Planning to migrate your on-premise databases to the cloud? Don't start until you read our comprehensive guide detailing how to plan and what to consider at every step in the process.
Data migration to the cloud is the process of transferring data from on-premise storage to a database that has been deployed in the cloud. Although there are a growing number of cloud providers and platforms, AWS, GCP, and Azure are currently the three largest cloud service providers. The vast majority of cloud deployments are done on these three platforms.
A major reason for migration of data from on-premise to cloud resources can be explained by understanding the benefits around why companies prefer cloud infrastructure over on-premise. Cloud infrastructure offers benefits such as cost efficiency, reduced maintenance, extended scalability, and increased development speed. Thanks to these benefits, organizations have been working to migrate all, or at least the majority, of their services and data to the cloud.
However, data migration is a challenging task especially when you are using on-premise databases for live services. There is plenty of planning and strategy that goes into undertaking a cloud migration. For instance, you will need to ensure that the migration does not impact your production service and, after cut-over, guarantees the continuity of the migrated data and services. In this article we will discuss the major considerations for migrating databases to the cloud.

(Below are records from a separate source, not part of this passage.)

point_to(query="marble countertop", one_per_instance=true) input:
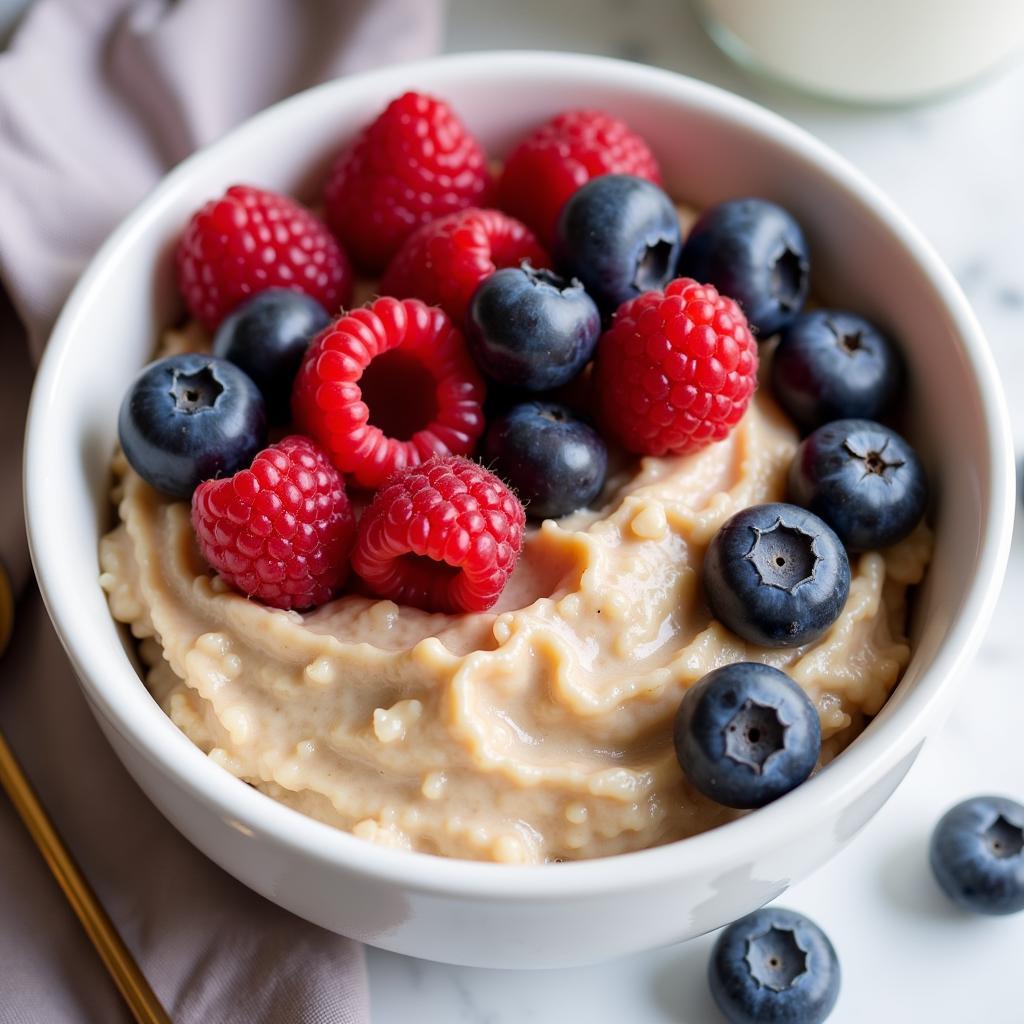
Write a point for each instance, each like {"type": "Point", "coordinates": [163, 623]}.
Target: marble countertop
{"type": "Point", "coordinates": [955, 168]}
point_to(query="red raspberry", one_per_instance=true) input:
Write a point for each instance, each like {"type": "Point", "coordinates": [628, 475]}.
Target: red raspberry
{"type": "Point", "coordinates": [676, 370]}
{"type": "Point", "coordinates": [443, 537]}
{"type": "Point", "coordinates": [251, 240]}
{"type": "Point", "coordinates": [281, 530]}
{"type": "Point", "coordinates": [442, 262]}
{"type": "Point", "coordinates": [387, 386]}
{"type": "Point", "coordinates": [563, 154]}
{"type": "Point", "coordinates": [414, 164]}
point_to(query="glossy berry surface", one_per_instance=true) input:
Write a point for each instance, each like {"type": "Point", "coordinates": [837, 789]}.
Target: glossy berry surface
{"type": "Point", "coordinates": [415, 163]}
{"type": "Point", "coordinates": [444, 261]}
{"type": "Point", "coordinates": [745, 734]}
{"type": "Point", "coordinates": [833, 366]}
{"type": "Point", "coordinates": [563, 154]}
{"type": "Point", "coordinates": [776, 576]}
{"type": "Point", "coordinates": [755, 252]}
{"type": "Point", "coordinates": [251, 240]}
{"type": "Point", "coordinates": [387, 386]}
{"type": "Point", "coordinates": [266, 337]}
{"type": "Point", "coordinates": [443, 537]}
{"type": "Point", "coordinates": [189, 418]}
{"type": "Point", "coordinates": [863, 479]}
{"type": "Point", "coordinates": [530, 329]}
{"type": "Point", "coordinates": [676, 370]}
{"type": "Point", "coordinates": [555, 463]}
{"type": "Point", "coordinates": [977, 855]}
{"type": "Point", "coordinates": [620, 236]}
{"type": "Point", "coordinates": [774, 966]}
{"type": "Point", "coordinates": [280, 530]}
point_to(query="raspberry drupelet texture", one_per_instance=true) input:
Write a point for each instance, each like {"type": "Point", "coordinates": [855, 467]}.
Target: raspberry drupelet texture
{"type": "Point", "coordinates": [551, 163]}
{"type": "Point", "coordinates": [676, 370]}
{"type": "Point", "coordinates": [443, 537]}
{"type": "Point", "coordinates": [442, 262]}
{"type": "Point", "coordinates": [281, 530]}
{"type": "Point", "coordinates": [387, 386]}
{"type": "Point", "coordinates": [414, 164]}
{"type": "Point", "coordinates": [251, 240]}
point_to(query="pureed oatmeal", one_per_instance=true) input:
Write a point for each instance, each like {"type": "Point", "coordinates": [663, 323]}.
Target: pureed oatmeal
{"type": "Point", "coordinates": [538, 730]}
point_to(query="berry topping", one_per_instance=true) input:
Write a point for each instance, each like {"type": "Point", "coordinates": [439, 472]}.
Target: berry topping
{"type": "Point", "coordinates": [745, 734]}
{"type": "Point", "coordinates": [774, 965]}
{"type": "Point", "coordinates": [530, 329]}
{"type": "Point", "coordinates": [443, 536]}
{"type": "Point", "coordinates": [555, 463]}
{"type": "Point", "coordinates": [443, 261]}
{"type": "Point", "coordinates": [756, 252]}
{"type": "Point", "coordinates": [267, 336]}
{"type": "Point", "coordinates": [414, 164]}
{"type": "Point", "coordinates": [676, 370]}
{"type": "Point", "coordinates": [863, 479]}
{"type": "Point", "coordinates": [776, 576]}
{"type": "Point", "coordinates": [620, 236]}
{"type": "Point", "coordinates": [251, 240]}
{"type": "Point", "coordinates": [280, 530]}
{"type": "Point", "coordinates": [832, 366]}
{"type": "Point", "coordinates": [977, 855]}
{"type": "Point", "coordinates": [187, 418]}
{"type": "Point", "coordinates": [387, 386]}
{"type": "Point", "coordinates": [551, 163]}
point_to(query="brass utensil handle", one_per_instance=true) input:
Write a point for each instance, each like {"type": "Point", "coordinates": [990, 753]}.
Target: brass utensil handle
{"type": "Point", "coordinates": [129, 979]}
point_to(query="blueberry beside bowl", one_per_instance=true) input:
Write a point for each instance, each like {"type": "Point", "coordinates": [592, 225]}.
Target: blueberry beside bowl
{"type": "Point", "coordinates": [501, 915]}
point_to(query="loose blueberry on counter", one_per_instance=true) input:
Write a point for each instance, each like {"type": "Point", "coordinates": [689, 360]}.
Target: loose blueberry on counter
{"type": "Point", "coordinates": [756, 253]}
{"type": "Point", "coordinates": [774, 966]}
{"type": "Point", "coordinates": [863, 479]}
{"type": "Point", "coordinates": [776, 576]}
{"type": "Point", "coordinates": [555, 463]}
{"type": "Point", "coordinates": [189, 418]}
{"type": "Point", "coordinates": [530, 329]}
{"type": "Point", "coordinates": [267, 336]}
{"type": "Point", "coordinates": [620, 236]}
{"type": "Point", "coordinates": [977, 854]}
{"type": "Point", "coordinates": [745, 734]}
{"type": "Point", "coordinates": [832, 366]}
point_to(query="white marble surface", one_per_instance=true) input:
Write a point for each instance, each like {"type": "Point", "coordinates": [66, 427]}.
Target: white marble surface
{"type": "Point", "coordinates": [955, 168]}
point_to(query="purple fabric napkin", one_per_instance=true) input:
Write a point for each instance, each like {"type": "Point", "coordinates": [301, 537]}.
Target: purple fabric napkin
{"type": "Point", "coordinates": [97, 99]}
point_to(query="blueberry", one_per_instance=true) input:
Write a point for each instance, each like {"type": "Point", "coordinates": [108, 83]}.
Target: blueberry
{"type": "Point", "coordinates": [863, 479]}
{"type": "Point", "coordinates": [756, 253]}
{"type": "Point", "coordinates": [620, 236]}
{"type": "Point", "coordinates": [267, 337]}
{"type": "Point", "coordinates": [834, 366]}
{"type": "Point", "coordinates": [745, 734]}
{"type": "Point", "coordinates": [774, 965]}
{"type": "Point", "coordinates": [188, 418]}
{"type": "Point", "coordinates": [556, 463]}
{"type": "Point", "coordinates": [530, 329]}
{"type": "Point", "coordinates": [776, 576]}
{"type": "Point", "coordinates": [977, 854]}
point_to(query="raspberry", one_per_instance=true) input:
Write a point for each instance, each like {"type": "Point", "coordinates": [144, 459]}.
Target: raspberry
{"type": "Point", "coordinates": [414, 164]}
{"type": "Point", "coordinates": [442, 262]}
{"type": "Point", "coordinates": [443, 537]}
{"type": "Point", "coordinates": [676, 370]}
{"type": "Point", "coordinates": [281, 530]}
{"type": "Point", "coordinates": [563, 154]}
{"type": "Point", "coordinates": [387, 386]}
{"type": "Point", "coordinates": [251, 240]}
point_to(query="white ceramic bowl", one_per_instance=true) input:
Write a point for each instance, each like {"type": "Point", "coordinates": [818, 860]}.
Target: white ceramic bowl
{"type": "Point", "coordinates": [712, 145]}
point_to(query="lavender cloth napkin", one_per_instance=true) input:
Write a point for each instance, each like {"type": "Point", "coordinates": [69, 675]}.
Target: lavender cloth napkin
{"type": "Point", "coordinates": [97, 99]}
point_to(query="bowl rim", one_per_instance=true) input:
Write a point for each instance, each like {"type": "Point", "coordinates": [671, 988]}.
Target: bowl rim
{"type": "Point", "coordinates": [126, 706]}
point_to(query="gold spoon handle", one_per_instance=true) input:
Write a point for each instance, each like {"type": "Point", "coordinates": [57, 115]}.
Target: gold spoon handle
{"type": "Point", "coordinates": [129, 979]}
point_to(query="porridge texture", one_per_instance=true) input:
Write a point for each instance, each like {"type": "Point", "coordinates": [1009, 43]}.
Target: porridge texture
{"type": "Point", "coordinates": [537, 731]}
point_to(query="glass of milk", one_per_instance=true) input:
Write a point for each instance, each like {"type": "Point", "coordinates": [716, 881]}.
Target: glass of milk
{"type": "Point", "coordinates": [869, 51]}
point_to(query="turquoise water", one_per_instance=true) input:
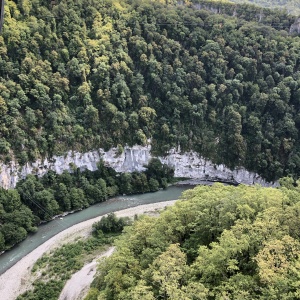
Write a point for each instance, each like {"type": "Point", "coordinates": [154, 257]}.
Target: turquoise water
{"type": "Point", "coordinates": [48, 230]}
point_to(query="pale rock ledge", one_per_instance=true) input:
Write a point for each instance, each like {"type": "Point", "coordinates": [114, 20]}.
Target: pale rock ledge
{"type": "Point", "coordinates": [189, 165]}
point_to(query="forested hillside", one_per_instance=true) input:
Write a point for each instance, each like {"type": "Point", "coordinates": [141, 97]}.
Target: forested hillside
{"type": "Point", "coordinates": [84, 74]}
{"type": "Point", "coordinates": [291, 6]}
{"type": "Point", "coordinates": [219, 242]}
{"type": "Point", "coordinates": [37, 200]}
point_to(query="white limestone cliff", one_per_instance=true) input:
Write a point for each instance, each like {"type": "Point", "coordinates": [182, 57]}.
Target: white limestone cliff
{"type": "Point", "coordinates": [189, 165]}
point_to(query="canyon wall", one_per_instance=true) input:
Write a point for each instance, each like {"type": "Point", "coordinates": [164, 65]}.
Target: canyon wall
{"type": "Point", "coordinates": [189, 165]}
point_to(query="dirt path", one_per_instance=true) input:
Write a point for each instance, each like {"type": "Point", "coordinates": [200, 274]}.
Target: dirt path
{"type": "Point", "coordinates": [18, 278]}
{"type": "Point", "coordinates": [78, 285]}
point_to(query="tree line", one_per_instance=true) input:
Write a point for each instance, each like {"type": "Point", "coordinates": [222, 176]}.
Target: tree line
{"type": "Point", "coordinates": [217, 242]}
{"type": "Point", "coordinates": [86, 74]}
{"type": "Point", "coordinates": [37, 200]}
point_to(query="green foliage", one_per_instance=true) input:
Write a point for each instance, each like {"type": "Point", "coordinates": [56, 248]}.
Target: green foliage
{"type": "Point", "coordinates": [218, 242]}
{"type": "Point", "coordinates": [110, 224]}
{"type": "Point", "coordinates": [40, 199]}
{"type": "Point", "coordinates": [104, 74]}
{"type": "Point", "coordinates": [53, 270]}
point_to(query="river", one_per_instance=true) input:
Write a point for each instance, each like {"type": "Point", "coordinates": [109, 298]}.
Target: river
{"type": "Point", "coordinates": [48, 230]}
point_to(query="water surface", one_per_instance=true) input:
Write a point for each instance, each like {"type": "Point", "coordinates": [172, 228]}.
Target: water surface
{"type": "Point", "coordinates": [48, 230]}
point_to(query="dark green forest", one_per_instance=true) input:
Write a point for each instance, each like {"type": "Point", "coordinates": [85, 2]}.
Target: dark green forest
{"type": "Point", "coordinates": [219, 242]}
{"type": "Point", "coordinates": [85, 74]}
{"type": "Point", "coordinates": [291, 6]}
{"type": "Point", "coordinates": [37, 200]}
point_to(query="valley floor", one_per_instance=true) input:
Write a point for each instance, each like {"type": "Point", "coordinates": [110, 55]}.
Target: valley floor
{"type": "Point", "coordinates": [18, 278]}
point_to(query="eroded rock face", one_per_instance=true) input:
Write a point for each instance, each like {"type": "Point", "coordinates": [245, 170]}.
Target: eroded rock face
{"type": "Point", "coordinates": [188, 164]}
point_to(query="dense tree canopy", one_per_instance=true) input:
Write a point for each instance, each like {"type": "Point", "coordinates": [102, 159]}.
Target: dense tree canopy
{"type": "Point", "coordinates": [86, 74]}
{"type": "Point", "coordinates": [37, 200]}
{"type": "Point", "coordinates": [219, 242]}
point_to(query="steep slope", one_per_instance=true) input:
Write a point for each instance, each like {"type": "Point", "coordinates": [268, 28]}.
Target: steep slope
{"type": "Point", "coordinates": [87, 74]}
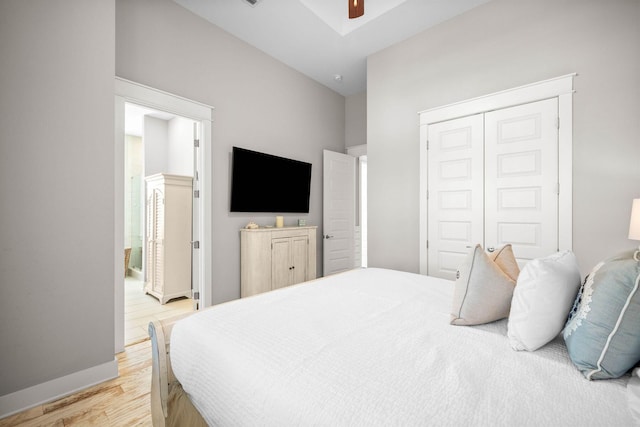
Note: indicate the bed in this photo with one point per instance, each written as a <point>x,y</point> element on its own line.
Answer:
<point>367,347</point>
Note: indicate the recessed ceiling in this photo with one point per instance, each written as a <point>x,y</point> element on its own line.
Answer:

How to Plan a Database Migration From On-Premise to Cloud Infrastructure
For migrating data to the cloud, your team will need to perform in-depth research on the existing databases and their architectures. You’ll also need to gather as much information as you can on the target cloud service where these databases will eventually reside. After deciding which cloud service you want to migrate to, you will have to choose which DBMS you will deploy. This will uncover questions such as if you want to choose the same database engine you’re currently using? An example would be a data migration from an on-premise instance of MySQL to a cloud-based instance of MySQL. You may also choose to move to a new DBMS. This could follow the lines of moving from an on-premise version of MySQL to a cloud-based deployment of Postgres.
Furthermore, you will want to understand the ecosystem where your new DBMS will reside. Many major cloud service providers offer a suite of products across their different services including DBMS, servers, analytics, data backup, and more. Thus, at a planning stage, it is important to understand how your new DBMS will co-exist and add value or leverage the infrastructure as a whole.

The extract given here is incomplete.